GAs are adopted in the literature to solve large facility design problems. A GA combined with \( {\text{A}}^{ *} \) allows to explore the solution space. The \( {\text{A}}^{ *} \) algorithm is used as a new method to determine the shortest path between two facilities. The GA involves chromosome encoding and generation of initial population, fitness function definition, and choice of the selection strategy and the crossover and mutation operators, while defining the handling constraints and stopping criteria.

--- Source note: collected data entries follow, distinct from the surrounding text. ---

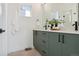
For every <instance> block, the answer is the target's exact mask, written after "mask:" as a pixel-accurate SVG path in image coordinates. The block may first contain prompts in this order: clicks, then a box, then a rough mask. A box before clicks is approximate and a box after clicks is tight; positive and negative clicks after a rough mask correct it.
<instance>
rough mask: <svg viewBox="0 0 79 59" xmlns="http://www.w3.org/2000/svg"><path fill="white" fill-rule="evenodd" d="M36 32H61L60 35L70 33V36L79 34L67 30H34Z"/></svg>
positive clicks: (77, 32)
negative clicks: (67, 30) (35, 31)
mask: <svg viewBox="0 0 79 59" xmlns="http://www.w3.org/2000/svg"><path fill="white" fill-rule="evenodd" d="M34 30H36V31H48V32H59V33H70V34H79V31H75V30H74V31H66V30H43V29H34Z"/></svg>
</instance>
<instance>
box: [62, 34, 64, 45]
mask: <svg viewBox="0 0 79 59" xmlns="http://www.w3.org/2000/svg"><path fill="white" fill-rule="evenodd" d="M62 43H63V44H64V35H62Z"/></svg>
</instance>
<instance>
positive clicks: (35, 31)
mask: <svg viewBox="0 0 79 59" xmlns="http://www.w3.org/2000/svg"><path fill="white" fill-rule="evenodd" d="M33 45H34V47H35V48H36V49H38V44H37V31H33Z"/></svg>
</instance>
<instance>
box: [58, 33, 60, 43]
mask: <svg viewBox="0 0 79 59" xmlns="http://www.w3.org/2000/svg"><path fill="white" fill-rule="evenodd" d="M58 42H61V41H60V34H59V36H58Z"/></svg>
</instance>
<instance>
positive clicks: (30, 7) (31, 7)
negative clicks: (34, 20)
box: [20, 4, 32, 17]
mask: <svg viewBox="0 0 79 59" xmlns="http://www.w3.org/2000/svg"><path fill="white" fill-rule="evenodd" d="M31 10H32V6H31V5H27V4H22V5H21V8H20V14H21V15H22V16H26V17H31Z"/></svg>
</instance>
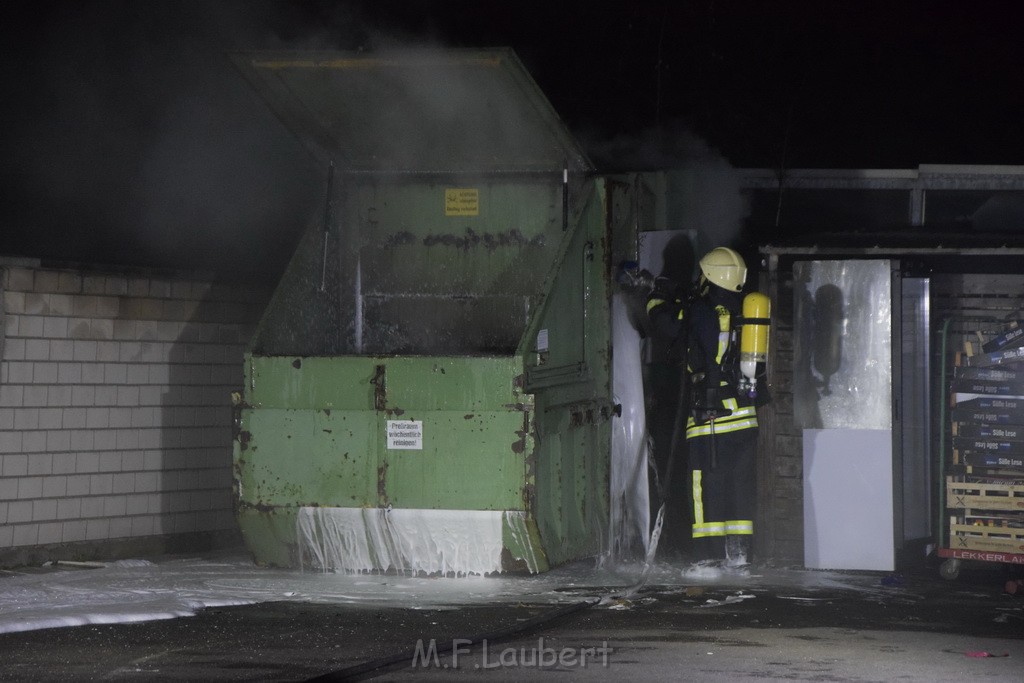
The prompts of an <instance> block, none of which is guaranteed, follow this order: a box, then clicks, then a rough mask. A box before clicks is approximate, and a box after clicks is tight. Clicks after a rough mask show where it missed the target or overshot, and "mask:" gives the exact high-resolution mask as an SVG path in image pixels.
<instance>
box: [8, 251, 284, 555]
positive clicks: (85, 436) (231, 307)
mask: <svg viewBox="0 0 1024 683" xmlns="http://www.w3.org/2000/svg"><path fill="white" fill-rule="evenodd" d="M0 275H2V276H0V286H2V309H0V314H2V322H0V323H2V326H0V329H2V335H0V358H2V361H0V563H2V562H3V560H4V558H5V557H6V558H7V562H6V563H8V564H10V563H11V558H17V557H26V556H27V555H26V553H25V552H24V551H25V550H26V549H30V550H32V549H35V551H37V552H35V553H32V554H30V555H28V556H31V557H35V558H37V559H45V557H46V556H48V555H54V556H62V557H67V555H68V549H69V548H78V549H79V551H80V554H81V551H82V550H83V549H86V548H87V547H88V545H89V544H92V545H94V546H96V547H104V546H105V547H108V548H109V547H110V544H111V543H112V542H120V543H121V545H122V546H123V548H122V550H121V551H120V552H119V554H126V553H127V554H130V549H131V548H132V544H131V543H130V542H132V541H142V540H146V539H153V538H158V537H168V536H182V535H190V536H193V537H195V536H196V535H204V533H206V535H218V533H220V535H230V533H233V532H234V529H236V524H234V520H233V517H232V511H231V499H230V492H231V437H232V434H231V419H232V416H231V404H230V393H231V392H232V391H237V390H239V389H240V388H241V385H242V378H243V365H242V358H243V351H244V348H245V345H246V343H247V342H248V341H249V339H250V338H251V336H252V333H253V330H254V329H255V324H256V323H257V321H258V317H259V315H260V313H261V311H262V309H263V307H264V305H265V302H266V300H267V298H268V291H267V290H263V291H253V288H252V287H247V286H242V285H219V284H215V283H214V282H212V279H204V278H201V276H195V275H191V276H189V275H186V274H182V273H173V272H155V271H132V272H119V271H115V270H106V271H104V270H99V269H83V268H52V267H42V266H40V265H38V264H34V263H32V262H20V261H7V262H6V264H5V262H4V261H0ZM125 542H128V543H127V544H126V543H125ZM83 544H84V545H83ZM136 545H137V546H138V547H140V548H141V547H143V545H144V544H136ZM42 549H49V552H43V551H42ZM18 550H22V551H23V552H22V553H20V554H19V553H17V552H16V551H18ZM5 551H6V552H5ZM85 554H88V553H85ZM56 558H59V557H56ZM14 563H16V559H15V560H14Z"/></svg>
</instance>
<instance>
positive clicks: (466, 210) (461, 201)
mask: <svg viewBox="0 0 1024 683" xmlns="http://www.w3.org/2000/svg"><path fill="white" fill-rule="evenodd" d="M444 215H445V216H479V215H480V190H479V189H477V188H475V187H446V188H445V189H444Z"/></svg>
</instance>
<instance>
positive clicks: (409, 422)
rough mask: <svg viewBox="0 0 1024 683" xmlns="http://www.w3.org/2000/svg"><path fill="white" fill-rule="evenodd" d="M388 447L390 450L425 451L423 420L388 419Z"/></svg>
mask: <svg viewBox="0 0 1024 683" xmlns="http://www.w3.org/2000/svg"><path fill="white" fill-rule="evenodd" d="M387 447H388V450H389V451H399V450H404V451H423V421H422V420H388V421H387Z"/></svg>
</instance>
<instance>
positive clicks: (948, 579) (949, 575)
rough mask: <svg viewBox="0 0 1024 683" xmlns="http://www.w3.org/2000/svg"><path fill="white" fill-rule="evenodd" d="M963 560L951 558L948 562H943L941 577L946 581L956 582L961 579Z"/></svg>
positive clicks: (940, 571) (940, 572)
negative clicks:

The proposed algorithm parameters are calibrated using Monte Carlo simulations. The whole approach is applied on an illustrative case and the obtained results show the practicability and applicability of the proposed model. The random variation of the parameters provides one solution for each simulation. Our simulations produce two classes of arrangements. In the first class, the different workstations are concentrated in a determined location. In the second class, the machines are scattered across the workshop. The discussions about the results show that expert knowledge is required to adapt the final solution to the un-modelled usage constraints, i.e., those ones difficult to model through a mathematical model. For future studies, the method should evaluate solutions in terms of flow density on plant aisles in order to make it possible, for example, the identification of potential critical cross points. In addition, some rules can be incorporated to obtain diverse layout configurations, and the most suitable one could be chosen among them. For example, we should avert bypassing and backtracking and eliminate the overlap of all kinds of flows in order to reduce the risk of collisions. The shape of the existing plant floor is another element that can be considered. In fact, a real area can have regular shapes or it could be irregular. In a future research work, the authors aim to integrate these constraints as well as some parameters such as the machines’ types, their supply of parts and delivery of products/components and the potential reworking in the proposed method and to validate its effectiveness through the application to real cases.